Tuesday, 15 September 2020

Ceisteanna (84)

Mark Ward

Ceist:

84. Deputy Mark Ward asked the Minister for Health if investment in neurological and neurorehabilitation services will be increased (details supplied); and if he will make a statement on the matter. [23427/20]

Amharc ar fhreagra

Freagraí scríofa (Ceist ar Health)

The Programme for  Government includes a commitment for advancing neuro-rehabilitation services in the community. The Health Service Executive is leading on the implementation framework in respect of the recommendations of the National Policy and Strategy for the provision of Neuro-Rehabilitation Services in Ireland 2011-2015.

The focus of the Neuro-Rehabilitation Strategy is on achieving best outcomes for people, by providing safe, high quality, person-centred care at the lowest appropriate level of complexity. This must be integrated across the care pathway and provided as close to home as possible or in specialist centres, where necessary. The framework will guide the reconfiguration and development of neuro-rehabilitation structures and services at national and local level, through a 10-step Framework. It proposes the formation of Managed Clinical Rehabilitation Networks (MCRNs), with the set-up of one demonstration MCRN suggested as the first step. The ultimate goal of this approach is to put in place a national framework of acute, inpatient and specialist community services.

The Managed Clinical Rehabilitation Network (MCRN) model acknowledges that different service users need different input and different levels of expertise and specialisation at different stages in their rehabilitation journey.

The critical point of this model is that, although service users may need to access different services as they progress, the transition between services should be facilitated by appropriate communication and sharing of information between services so that they progress in a seamless continuum of care through the different stages:

- Acute hospital;

- Complex specialist rehabilitation services;

- Post-acute specialist inpatient rehabilitation services;

- Community based specialist rehabilitation services;

- Primary care; and

- Voluntary organisations.

This National Implementation Framework is evidence-based and informed by population needs. It addresses the continuum of care for those in need of neurological rehabilitation services. It describes the requirement for a whole system approach and provides the blueprint for how we should deliver care and services for those who suffer from neurological conditions who require individualised, goal focused rehabilitation.

The implementation framework covers an initial period from 2019 into 2021. However, it is recognised that continued investment in and development of neuro-rehabilitation services will need to be prioritised beyond the three-year implementation period of this Implementation Framework.

In relation to health needs, HSE Disability Services provide personal and social supports based on the needs of the individual, rather than the provision of services based on a specific diagnosis or condition.

In general services for people with neurological conditions are delivered within the context of Primary Care, with referrals into secondary care for specialist interventions, where appropriate. However, people with neurological conditions may also benefit from Specialist Disability Services such as assisted living services.

The HSE provides a range of assisted living services including Personal Assistant and Home Support Services to support individuals to maximise their capacity to live full and independent lives.
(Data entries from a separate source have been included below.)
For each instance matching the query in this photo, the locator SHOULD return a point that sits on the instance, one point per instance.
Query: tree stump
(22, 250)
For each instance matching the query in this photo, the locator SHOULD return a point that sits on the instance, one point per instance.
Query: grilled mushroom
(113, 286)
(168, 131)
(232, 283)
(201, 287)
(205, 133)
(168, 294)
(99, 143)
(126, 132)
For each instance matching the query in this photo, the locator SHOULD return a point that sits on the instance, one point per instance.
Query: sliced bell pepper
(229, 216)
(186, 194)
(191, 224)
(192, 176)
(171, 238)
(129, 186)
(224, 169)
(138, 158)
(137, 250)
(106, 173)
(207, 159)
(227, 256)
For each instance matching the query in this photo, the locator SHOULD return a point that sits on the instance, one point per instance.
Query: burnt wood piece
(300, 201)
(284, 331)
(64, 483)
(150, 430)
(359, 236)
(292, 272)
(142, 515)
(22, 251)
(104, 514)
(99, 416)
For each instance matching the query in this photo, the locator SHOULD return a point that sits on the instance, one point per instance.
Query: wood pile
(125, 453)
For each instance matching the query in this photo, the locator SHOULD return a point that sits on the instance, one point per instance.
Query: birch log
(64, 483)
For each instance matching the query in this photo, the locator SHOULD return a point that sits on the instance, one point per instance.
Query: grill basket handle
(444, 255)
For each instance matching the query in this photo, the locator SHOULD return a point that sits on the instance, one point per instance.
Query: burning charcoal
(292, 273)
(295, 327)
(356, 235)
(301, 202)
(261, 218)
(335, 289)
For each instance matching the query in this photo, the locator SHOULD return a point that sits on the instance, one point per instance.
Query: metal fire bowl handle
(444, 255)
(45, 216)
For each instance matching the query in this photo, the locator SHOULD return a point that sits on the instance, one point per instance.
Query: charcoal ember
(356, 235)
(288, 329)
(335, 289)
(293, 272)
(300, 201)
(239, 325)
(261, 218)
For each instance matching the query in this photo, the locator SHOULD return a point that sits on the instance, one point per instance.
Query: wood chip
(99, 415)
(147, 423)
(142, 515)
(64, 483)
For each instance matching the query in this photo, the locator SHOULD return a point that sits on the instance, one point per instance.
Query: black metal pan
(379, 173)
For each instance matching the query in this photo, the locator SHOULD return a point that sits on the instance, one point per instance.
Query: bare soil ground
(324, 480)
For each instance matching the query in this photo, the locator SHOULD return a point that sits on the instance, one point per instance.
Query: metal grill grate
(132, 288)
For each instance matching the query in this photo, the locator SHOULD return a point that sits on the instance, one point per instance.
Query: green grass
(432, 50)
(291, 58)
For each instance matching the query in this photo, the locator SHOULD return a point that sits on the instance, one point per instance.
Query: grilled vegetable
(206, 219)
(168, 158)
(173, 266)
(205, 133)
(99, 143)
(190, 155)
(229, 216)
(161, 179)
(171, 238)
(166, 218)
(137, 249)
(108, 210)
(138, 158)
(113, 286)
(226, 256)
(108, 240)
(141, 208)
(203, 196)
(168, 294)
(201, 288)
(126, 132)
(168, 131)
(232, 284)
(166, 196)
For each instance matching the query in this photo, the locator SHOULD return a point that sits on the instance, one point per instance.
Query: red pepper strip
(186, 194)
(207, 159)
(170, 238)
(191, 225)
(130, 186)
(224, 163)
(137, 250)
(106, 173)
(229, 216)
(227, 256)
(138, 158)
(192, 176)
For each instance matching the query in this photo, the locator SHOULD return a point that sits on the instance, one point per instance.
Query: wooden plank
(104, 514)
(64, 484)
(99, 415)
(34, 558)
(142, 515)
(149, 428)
PA and Home Support Services are provided either directly by the HSE or through a range of voluntary service providers. The majority of specialised disability provision (80%) is delivered through non-statutory sector service providers.

Services are accessed through an application process or through referrals from public health nurses or other community based staff.  Individual’s needs are evaluated against the criteria for prioritisation for the particular services and then decisions are made in relation to the allocation of resources.  Resource allocation is determined by the needs of the individual, compliance with prioritisation criteria, and the level of resources available.  As with every service there is not a limitless resource available for the provision of home support services and while the resources available are substantial they are finite.  In this context, services are discretionary and the number of hours granted is determined by other support services already provided to the person/family.

As the issues raised are service matters, I have asked the Health Service Executive (HSE)  to reply directly to the Deputy.